Kathrin Weber – May 2022

Lecture: Designing at the Loom with Multiple Warp Chains

May 4, 2022 at 10:00 a.m. Pacific. during the guild meeting

Non-guild members are welcome

An online presentation via Zoom

Description: In this special 2-hour presentation, Kathrin Weber of Blazing Shuttles offers non-traditional techniques for working smoothly with multiple warps and designing with diverse warp elements at the loom.

Description

Kathrin Weber has been a full-time studio fiber artist since 1980. Her work revolves around dyeing, weaving and teaching. She has a fearless enjoyment in using hand-dyed color in her teaching, shop sales, and weaving. She enthusiastically encourages student to dive into color. No matter what her classes are officially entitled, they are ultimately about color, technique and weaving good fabric.

Kathrin is a member of Southern Highland Handcraft Guild. She has a strong belief in encouraging technical proficiency and personal design. She served 6 years on the Standards Committee for Southern Highland Guild and as the chair of Standards for Piedmont Crafts Guild. Kathrin is currently serving as a member of PCI Standards Committee. She teaches at Penland, Arrowmont, John C. Campbell Folk School, Peters Valley, Appalachian Crafts School, Fiber Guilds and Fiber Conferences across the country.

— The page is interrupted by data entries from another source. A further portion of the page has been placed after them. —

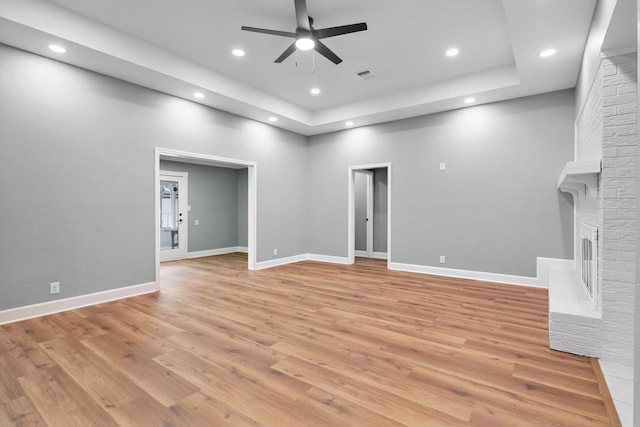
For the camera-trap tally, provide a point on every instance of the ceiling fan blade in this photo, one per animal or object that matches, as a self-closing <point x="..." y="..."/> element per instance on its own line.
<point x="327" y="53"/>
<point x="272" y="32"/>
<point x="338" y="31"/>
<point x="286" y="53"/>
<point x="302" y="15"/>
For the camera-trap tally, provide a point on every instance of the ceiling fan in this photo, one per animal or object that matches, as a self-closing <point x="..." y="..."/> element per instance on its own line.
<point x="306" y="37"/>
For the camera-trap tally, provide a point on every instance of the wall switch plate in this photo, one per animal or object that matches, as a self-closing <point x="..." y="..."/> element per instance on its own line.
<point x="54" y="288"/>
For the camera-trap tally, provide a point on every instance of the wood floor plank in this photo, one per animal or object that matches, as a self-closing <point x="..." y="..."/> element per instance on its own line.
<point x="305" y="344"/>
<point x="104" y="383"/>
<point x="61" y="401"/>
<point x="20" y="412"/>
<point x="202" y="410"/>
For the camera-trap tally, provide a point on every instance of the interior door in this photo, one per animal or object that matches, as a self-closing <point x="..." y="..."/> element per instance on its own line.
<point x="369" y="247"/>
<point x="173" y="215"/>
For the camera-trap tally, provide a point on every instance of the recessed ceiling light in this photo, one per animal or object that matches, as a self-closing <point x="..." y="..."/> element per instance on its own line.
<point x="305" y="43"/>
<point x="57" y="48"/>
<point x="547" y="53"/>
<point x="452" y="52"/>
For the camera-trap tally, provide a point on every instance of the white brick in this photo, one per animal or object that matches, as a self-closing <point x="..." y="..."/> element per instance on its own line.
<point x="609" y="70"/>
<point x="613" y="139"/>
<point x="618" y="162"/>
<point x="626" y="108"/>
<point x="627" y="213"/>
<point x="627" y="151"/>
<point x="618" y="79"/>
<point x="618" y="100"/>
<point x="627" y="192"/>
<point x="619" y="120"/>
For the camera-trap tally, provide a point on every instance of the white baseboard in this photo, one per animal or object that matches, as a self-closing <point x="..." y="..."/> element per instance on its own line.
<point x="279" y="261"/>
<point x="50" y="307"/>
<point x="327" y="258"/>
<point x="302" y="257"/>
<point x="219" y="251"/>
<point x="466" y="274"/>
<point x="376" y="255"/>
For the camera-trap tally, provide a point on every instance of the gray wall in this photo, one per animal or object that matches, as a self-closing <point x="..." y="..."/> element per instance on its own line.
<point x="77" y="174"/>
<point x="214" y="197"/>
<point x="498" y="192"/>
<point x="75" y="144"/>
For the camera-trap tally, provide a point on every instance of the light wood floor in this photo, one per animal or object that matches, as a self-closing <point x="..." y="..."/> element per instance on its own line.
<point x="308" y="344"/>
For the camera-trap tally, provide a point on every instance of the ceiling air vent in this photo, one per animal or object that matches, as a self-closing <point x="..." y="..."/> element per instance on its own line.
<point x="366" y="74"/>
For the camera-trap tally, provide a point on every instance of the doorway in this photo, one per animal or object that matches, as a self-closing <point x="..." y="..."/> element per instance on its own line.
<point x="363" y="214"/>
<point x="173" y="215"/>
<point x="369" y="211"/>
<point x="205" y="159"/>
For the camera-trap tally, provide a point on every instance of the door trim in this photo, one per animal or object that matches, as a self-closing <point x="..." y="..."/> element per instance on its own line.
<point x="209" y="160"/>
<point x="183" y="202"/>
<point x="351" y="182"/>
<point x="369" y="241"/>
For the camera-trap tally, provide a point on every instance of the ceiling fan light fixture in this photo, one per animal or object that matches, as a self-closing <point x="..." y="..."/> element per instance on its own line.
<point x="548" y="52"/>
<point x="305" y="43"/>
<point x="57" y="48"/>
<point x="452" y="52"/>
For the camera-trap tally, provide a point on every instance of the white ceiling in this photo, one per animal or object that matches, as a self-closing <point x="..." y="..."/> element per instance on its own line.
<point x="180" y="46"/>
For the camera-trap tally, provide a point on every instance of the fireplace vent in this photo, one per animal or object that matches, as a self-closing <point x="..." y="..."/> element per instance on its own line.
<point x="588" y="267"/>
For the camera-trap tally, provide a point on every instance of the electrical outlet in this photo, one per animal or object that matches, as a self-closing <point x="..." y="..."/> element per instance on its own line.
<point x="54" y="288"/>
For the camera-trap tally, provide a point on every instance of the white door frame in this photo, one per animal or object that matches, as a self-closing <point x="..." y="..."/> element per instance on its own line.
<point x="182" y="178"/>
<point x="351" y="180"/>
<point x="205" y="159"/>
<point x="369" y="209"/>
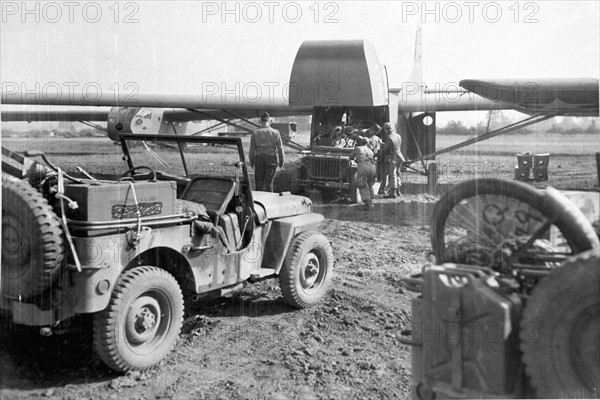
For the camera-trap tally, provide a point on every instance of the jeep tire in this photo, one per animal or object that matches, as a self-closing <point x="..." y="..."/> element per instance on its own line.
<point x="560" y="330"/>
<point x="32" y="241"/>
<point x="142" y="321"/>
<point x="307" y="270"/>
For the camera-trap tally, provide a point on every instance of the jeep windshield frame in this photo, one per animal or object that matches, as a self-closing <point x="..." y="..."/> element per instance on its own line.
<point x="182" y="143"/>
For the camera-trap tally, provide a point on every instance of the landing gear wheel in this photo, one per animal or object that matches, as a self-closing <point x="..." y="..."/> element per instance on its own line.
<point x="560" y="330"/>
<point x="307" y="270"/>
<point x="503" y="225"/>
<point x="142" y="321"/>
<point x="32" y="241"/>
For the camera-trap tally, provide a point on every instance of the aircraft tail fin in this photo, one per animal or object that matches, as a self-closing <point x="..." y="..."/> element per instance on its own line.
<point x="416" y="74"/>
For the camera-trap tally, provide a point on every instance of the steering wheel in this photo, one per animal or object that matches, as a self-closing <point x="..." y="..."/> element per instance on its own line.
<point x="151" y="175"/>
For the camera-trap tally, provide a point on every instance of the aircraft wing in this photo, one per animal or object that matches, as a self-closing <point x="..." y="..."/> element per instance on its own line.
<point x="560" y="96"/>
<point x="49" y="114"/>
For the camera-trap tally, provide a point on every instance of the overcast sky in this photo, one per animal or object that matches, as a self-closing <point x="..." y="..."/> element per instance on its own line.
<point x="177" y="47"/>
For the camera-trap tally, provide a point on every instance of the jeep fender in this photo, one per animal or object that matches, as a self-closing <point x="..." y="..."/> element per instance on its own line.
<point x="283" y="230"/>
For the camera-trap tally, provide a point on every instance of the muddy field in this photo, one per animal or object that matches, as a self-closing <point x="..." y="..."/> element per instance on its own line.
<point x="249" y="345"/>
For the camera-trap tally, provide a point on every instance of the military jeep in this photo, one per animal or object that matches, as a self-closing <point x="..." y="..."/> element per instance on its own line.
<point x="178" y="219"/>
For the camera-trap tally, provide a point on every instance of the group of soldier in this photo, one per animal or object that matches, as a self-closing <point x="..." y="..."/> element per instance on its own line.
<point x="377" y="153"/>
<point x="378" y="158"/>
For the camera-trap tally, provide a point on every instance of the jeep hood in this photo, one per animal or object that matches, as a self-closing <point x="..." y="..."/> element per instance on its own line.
<point x="277" y="205"/>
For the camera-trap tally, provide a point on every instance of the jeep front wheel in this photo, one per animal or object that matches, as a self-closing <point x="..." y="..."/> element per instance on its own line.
<point x="141" y="323"/>
<point x="307" y="270"/>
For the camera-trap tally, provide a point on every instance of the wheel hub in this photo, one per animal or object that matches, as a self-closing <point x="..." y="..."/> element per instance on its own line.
<point x="143" y="320"/>
<point x="311" y="271"/>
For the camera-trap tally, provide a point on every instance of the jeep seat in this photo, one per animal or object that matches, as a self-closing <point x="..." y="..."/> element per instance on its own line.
<point x="214" y="193"/>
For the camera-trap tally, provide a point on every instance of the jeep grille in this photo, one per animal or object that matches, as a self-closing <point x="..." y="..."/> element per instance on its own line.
<point x="325" y="168"/>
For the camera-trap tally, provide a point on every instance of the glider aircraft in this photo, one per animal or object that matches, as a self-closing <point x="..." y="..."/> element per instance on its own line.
<point x="349" y="80"/>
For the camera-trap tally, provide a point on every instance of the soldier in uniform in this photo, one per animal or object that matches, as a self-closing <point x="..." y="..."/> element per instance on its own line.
<point x="265" y="147"/>
<point x="393" y="159"/>
<point x="365" y="173"/>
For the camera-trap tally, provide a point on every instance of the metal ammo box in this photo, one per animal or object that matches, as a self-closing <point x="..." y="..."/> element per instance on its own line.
<point x="107" y="201"/>
<point x="465" y="334"/>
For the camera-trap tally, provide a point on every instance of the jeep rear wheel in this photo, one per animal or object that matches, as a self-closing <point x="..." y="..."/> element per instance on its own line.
<point x="141" y="323"/>
<point x="32" y="243"/>
<point x="307" y="270"/>
<point x="560" y="330"/>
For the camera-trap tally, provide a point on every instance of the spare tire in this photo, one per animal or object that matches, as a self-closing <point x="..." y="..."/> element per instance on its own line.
<point x="32" y="241"/>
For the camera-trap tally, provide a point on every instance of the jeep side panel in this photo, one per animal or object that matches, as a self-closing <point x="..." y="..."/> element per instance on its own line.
<point x="283" y="230"/>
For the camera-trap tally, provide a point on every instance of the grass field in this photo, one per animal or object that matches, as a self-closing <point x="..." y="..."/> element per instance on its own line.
<point x="572" y="164"/>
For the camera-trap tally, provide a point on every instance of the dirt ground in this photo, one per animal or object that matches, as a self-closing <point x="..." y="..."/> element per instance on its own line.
<point x="250" y="345"/>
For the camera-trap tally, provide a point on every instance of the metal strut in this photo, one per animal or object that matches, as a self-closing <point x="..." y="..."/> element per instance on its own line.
<point x="505" y="129"/>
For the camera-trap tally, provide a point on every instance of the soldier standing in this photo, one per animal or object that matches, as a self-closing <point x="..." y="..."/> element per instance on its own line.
<point x="393" y="159"/>
<point x="365" y="173"/>
<point x="265" y="146"/>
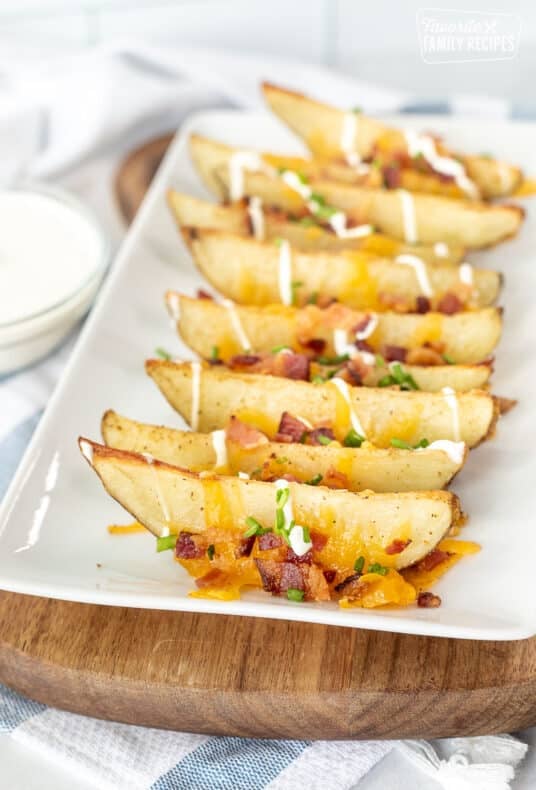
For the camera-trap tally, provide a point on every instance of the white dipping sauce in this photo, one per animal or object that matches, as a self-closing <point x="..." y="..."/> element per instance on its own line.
<point x="48" y="251"/>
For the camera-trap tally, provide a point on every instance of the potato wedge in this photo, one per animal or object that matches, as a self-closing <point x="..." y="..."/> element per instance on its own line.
<point x="320" y="126"/>
<point x="205" y="325"/>
<point x="192" y="212"/>
<point x="380" y="470"/>
<point x="260" y="400"/>
<point x="248" y="271"/>
<point x="166" y="499"/>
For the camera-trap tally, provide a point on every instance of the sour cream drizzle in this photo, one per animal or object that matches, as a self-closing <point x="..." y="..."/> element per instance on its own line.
<point x="454" y="450"/>
<point x="342" y="386"/>
<point x="419" y="268"/>
<point x="196" y="390"/>
<point x="297" y="541"/>
<point x="409" y="219"/>
<point x="219" y="444"/>
<point x="159" y="494"/>
<point x="236" y="323"/>
<point x="256" y="216"/>
<point x="285" y="273"/>
<point x="452" y="402"/>
<point x="425" y="145"/>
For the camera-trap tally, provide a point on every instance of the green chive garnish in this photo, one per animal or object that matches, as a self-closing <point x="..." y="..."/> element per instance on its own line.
<point x="295" y="595"/>
<point x="166" y="543"/>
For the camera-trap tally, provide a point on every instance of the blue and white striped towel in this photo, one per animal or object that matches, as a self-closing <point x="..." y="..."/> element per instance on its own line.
<point x="80" y="149"/>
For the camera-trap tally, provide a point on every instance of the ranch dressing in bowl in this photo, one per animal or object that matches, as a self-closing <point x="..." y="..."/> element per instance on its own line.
<point x="52" y="258"/>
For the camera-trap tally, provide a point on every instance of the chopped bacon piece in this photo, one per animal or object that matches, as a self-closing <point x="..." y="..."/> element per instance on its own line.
<point x="423" y="305"/>
<point x="312" y="437"/>
<point x="245" y="547"/>
<point x="397" y="546"/>
<point x="436" y="557"/>
<point x="189" y="546"/>
<point x="215" y="576"/>
<point x="450" y="304"/>
<point x="245" y="435"/>
<point x="428" y="600"/>
<point x="395" y="353"/>
<point x="290" y="429"/>
<point x="269" y="541"/>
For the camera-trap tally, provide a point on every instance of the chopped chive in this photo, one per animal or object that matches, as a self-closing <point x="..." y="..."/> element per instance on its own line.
<point x="165" y="543"/>
<point x="295" y="595"/>
<point x="377" y="568"/>
<point x="353" y="439"/>
<point x="359" y="564"/>
<point x="162" y="353"/>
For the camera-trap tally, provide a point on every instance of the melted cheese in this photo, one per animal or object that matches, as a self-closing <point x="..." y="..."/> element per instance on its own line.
<point x="285" y="273"/>
<point x="196" y="392"/>
<point x="419" y="267"/>
<point x="409" y="219"/>
<point x="236" y="324"/>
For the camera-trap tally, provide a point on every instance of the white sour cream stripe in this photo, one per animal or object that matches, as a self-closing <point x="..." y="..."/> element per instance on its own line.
<point x="256" y="216"/>
<point x="342" y="386"/>
<point x="454" y="450"/>
<point x="425" y="145"/>
<point x="219" y="443"/>
<point x="452" y="402"/>
<point x="295" y="535"/>
<point x="419" y="266"/>
<point x="285" y="273"/>
<point x="236" y="323"/>
<point x="196" y="391"/>
<point x="409" y="219"/>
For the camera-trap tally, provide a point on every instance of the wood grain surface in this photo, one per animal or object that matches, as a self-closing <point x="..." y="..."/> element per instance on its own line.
<point x="253" y="677"/>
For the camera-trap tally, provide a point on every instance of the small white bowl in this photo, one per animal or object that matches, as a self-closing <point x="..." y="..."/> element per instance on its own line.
<point x="26" y="340"/>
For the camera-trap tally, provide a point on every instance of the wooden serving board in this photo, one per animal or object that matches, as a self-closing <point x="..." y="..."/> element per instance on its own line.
<point x="255" y="677"/>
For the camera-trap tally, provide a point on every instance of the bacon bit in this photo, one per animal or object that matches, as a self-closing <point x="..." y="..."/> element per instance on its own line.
<point x="391" y="176"/>
<point x="436" y="557"/>
<point x="245" y="435"/>
<point x="245" y="547"/>
<point x="189" y="546"/>
<point x="215" y="576"/>
<point x="395" y="353"/>
<point x="427" y="600"/>
<point x="290" y="429"/>
<point x="243" y="360"/>
<point x="450" y="304"/>
<point x="269" y="541"/>
<point x="312" y="437"/>
<point x="317" y="345"/>
<point x="423" y="305"/>
<point x="424" y="356"/>
<point x="397" y="546"/>
<point x="335" y="479"/>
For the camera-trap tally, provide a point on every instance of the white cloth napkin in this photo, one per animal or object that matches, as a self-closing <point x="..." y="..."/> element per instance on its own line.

Kathrin encourages fiber folks to join her on Blazing Shuttles Chatter Facebook page to meet and join several thousand weavers who are making beautiful woven items with her hand-dyed yarn.

Lecture: Designing at the Loom with Multiple Warp Chains 

May 4, 2022 at 10:00 a.m. Pacific. during the guild meeting

Non-guild members are welcome

An online presentation via Zoom

Designing at the Loom With Multiple Warp Chains: In this presentation Kathrin offers non-traditional techniques for working smoothly with multiple warps and designing with diverse warp elements at the loom. She discusses flipping sections of space-dyed warp from end to end which creates color flow in opposite directions. Kathrin also address shifting threads in hand-dyed warps to create flow in the colors lengthwise as well as horizontally. A few video clips and a lot of slides are included.
A couple of initial thoughts: Don’t be afraid to mix colors and textures. Fabric that requires color sequence to create the design frequently prefers fairly sharply contrasting hues and values. If you are familiar with repp and/or log cabin, you know that when colors similar in hue and value are used together there is little “Pop” in the design. If you’d like something with more pizzazz, use contrasting warms with cools, bolds with pastels, lights with darks. This is a place to experiment and play. The students Kathrin has had who regret choices they made when choosing warps to use together almost always wish they had gone more bold and less “safe” with their choices.
The use of a dummy warp is traditionally thought of as primarily a tool to speed up threading the loom by tying onto a previous warp instead of re-threading from scratch. But, in Kathrin’s work the dummy is much more than that. It adds huge freedom in designing at the reed. Decisions can be made while handling the warp threads and seeing their relationship to each other in real time. Designing at the reed with multiple warp chains can open doors to added texture, color, and playing with intention.